(Texas Scorecard) – Newly released financial records report that the University of Texas at Austin funded a pro-abortion activist in 2021.
As previously reported, activist Rebecca Gomperts had sent an invoice to the university for work she had performed to assist Dr. Abigail Aiken—principal investigator for the pro-abortion Project SANA at the University of Texas at Austin—with an academic paper.
While the records used for the previous report contained an invoice, they did not contain records of whether payment was made. Texas Scorecard sent a follow-up open records request to UT-Austin for records related to this payment.
The university released those records on July 30. They include Gomperts’ contractor agreement with the university and detailed information about her wire transfer payment.

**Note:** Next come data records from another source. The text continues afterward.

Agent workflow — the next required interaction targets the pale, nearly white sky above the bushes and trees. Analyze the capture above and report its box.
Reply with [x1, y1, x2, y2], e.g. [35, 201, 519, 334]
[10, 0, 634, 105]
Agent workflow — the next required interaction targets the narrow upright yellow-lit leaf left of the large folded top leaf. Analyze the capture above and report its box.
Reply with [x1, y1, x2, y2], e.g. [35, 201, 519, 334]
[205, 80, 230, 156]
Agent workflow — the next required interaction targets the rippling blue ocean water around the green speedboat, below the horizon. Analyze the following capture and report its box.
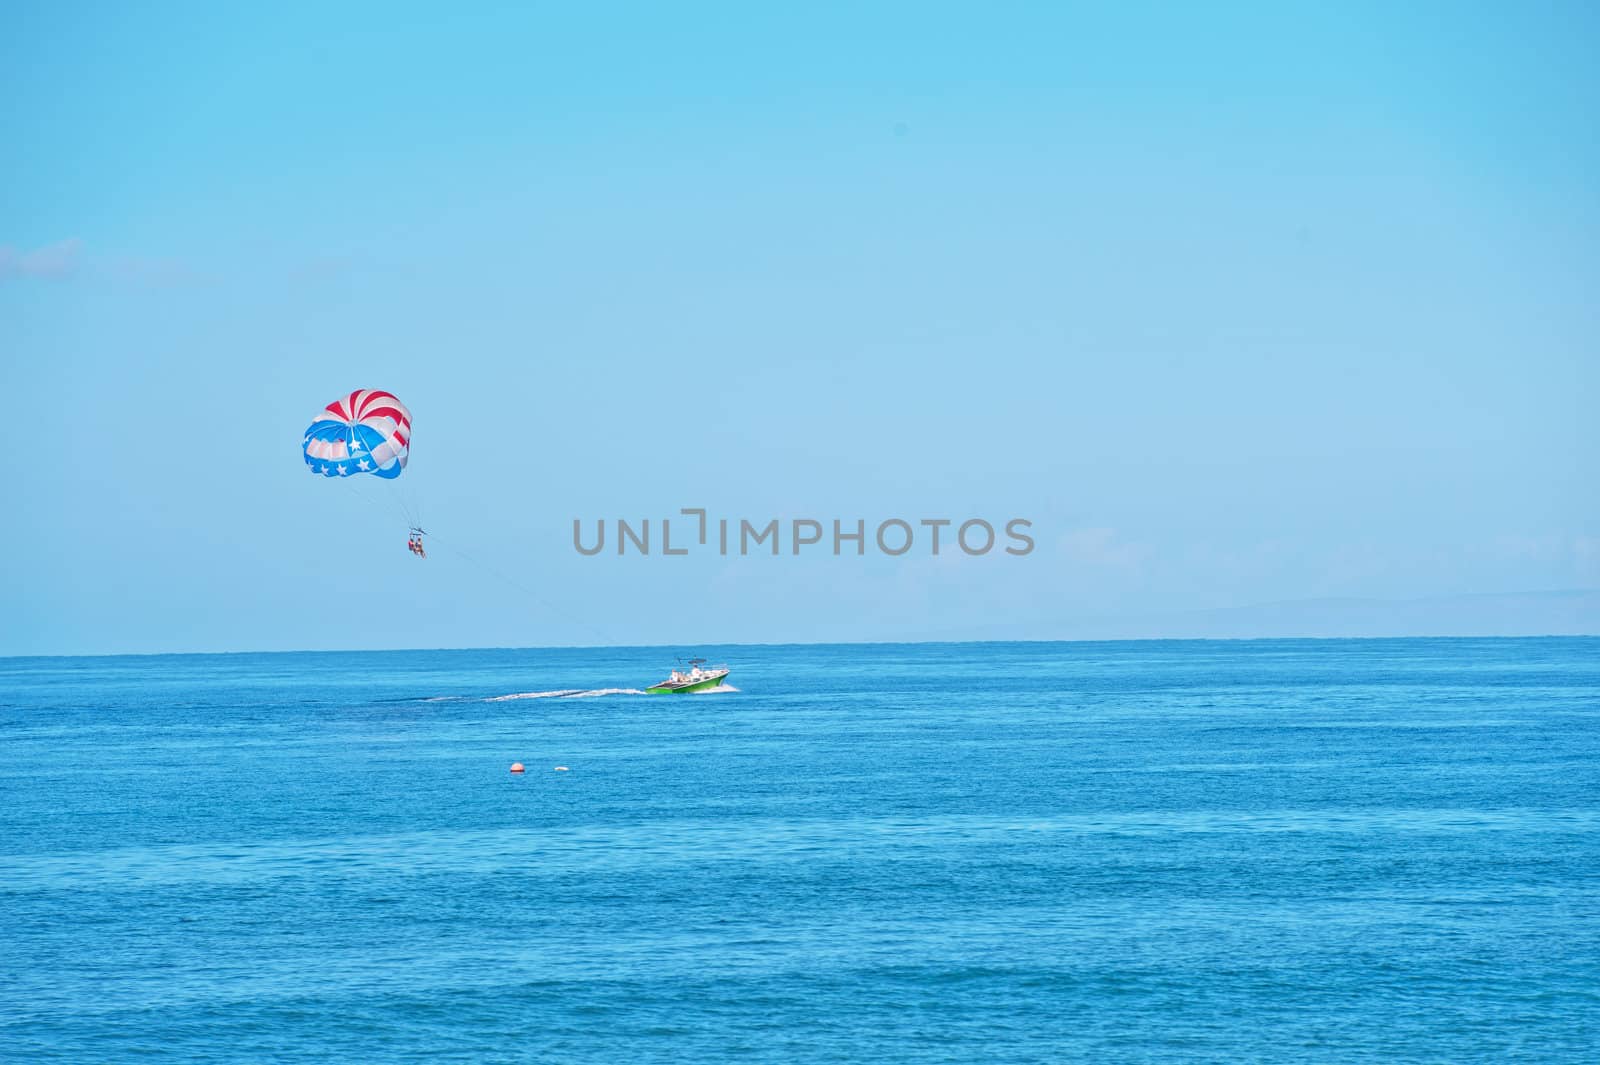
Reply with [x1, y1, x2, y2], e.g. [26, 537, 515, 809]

Gomperts entered into a three-year agreement with Project SANA in November 2018. As part of this agreement, Gomperts was expected to provide data to Aiken by November 2019.

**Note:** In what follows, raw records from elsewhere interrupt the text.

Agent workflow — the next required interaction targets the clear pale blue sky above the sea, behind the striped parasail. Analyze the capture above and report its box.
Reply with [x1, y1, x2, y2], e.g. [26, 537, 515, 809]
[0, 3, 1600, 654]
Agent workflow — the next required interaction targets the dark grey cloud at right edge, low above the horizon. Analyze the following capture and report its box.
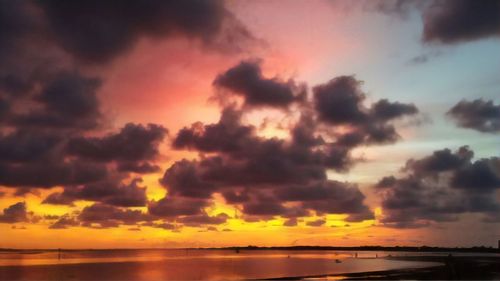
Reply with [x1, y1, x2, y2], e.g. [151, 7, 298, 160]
[375, 146, 500, 228]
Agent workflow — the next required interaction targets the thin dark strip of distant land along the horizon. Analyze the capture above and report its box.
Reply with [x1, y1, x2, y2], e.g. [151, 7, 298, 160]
[0, 245, 500, 253]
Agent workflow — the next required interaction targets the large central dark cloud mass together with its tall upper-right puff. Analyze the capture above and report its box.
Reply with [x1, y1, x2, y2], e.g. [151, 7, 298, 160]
[168, 73, 418, 221]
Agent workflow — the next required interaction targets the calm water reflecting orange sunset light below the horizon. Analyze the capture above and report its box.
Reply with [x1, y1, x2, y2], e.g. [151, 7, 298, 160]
[0, 250, 446, 280]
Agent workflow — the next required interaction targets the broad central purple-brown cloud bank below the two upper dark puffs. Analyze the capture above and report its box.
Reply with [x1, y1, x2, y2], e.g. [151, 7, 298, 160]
[167, 108, 373, 221]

For this data, Gomperts’ contractor agreement stated she would receive $6,000.
The agreement also outlined two additional pieces of work for Gomperts to perform for an additional $6,000. However, based on the two sets of records Texas Scorecard has examined, this second round of work does not appear to have been done.
Gomperts requested payment in the previously reported 2021 invoice.
UT-Austin authorized a payment to Gomperts, a resident of the Netherlands, of 4983.87 euros on May 7, 2021. The total amount in euros is based on that day’s exchange rate.
UT-Austin paid Gomperts 4983.71 euros by wire transfer on May 27, 2021. By that time, however, changes in the exchange rate meant that the amount paid in U.S. dollars had risen to $6,142.
Gomperts founded the group Aid Access, which sends abortion drugs through the mail. According to its website, the group has “facilitated over 200,000 online abortions to women in the USA since its start in 2018.”
Texas Right to Life has called the group an “illegal abortion cartel.”
Also affiliated with Aid Access, Dr. Margaret Carpenter of New Paltz, New York, is currently entangled in legal proceedings with Attorney General Ken Paxton due to her role in sending abortion drugs into Texas.
These discoveries come as state lawmakers are considering new restrictions on the interstate trafficking of abortion drugs.
Gov. Greg Abbott has placed “legislation further protecting unborn children and their mothers from the harm of abortion” on the call for the current special session of the Texas Legislature that started on July 21.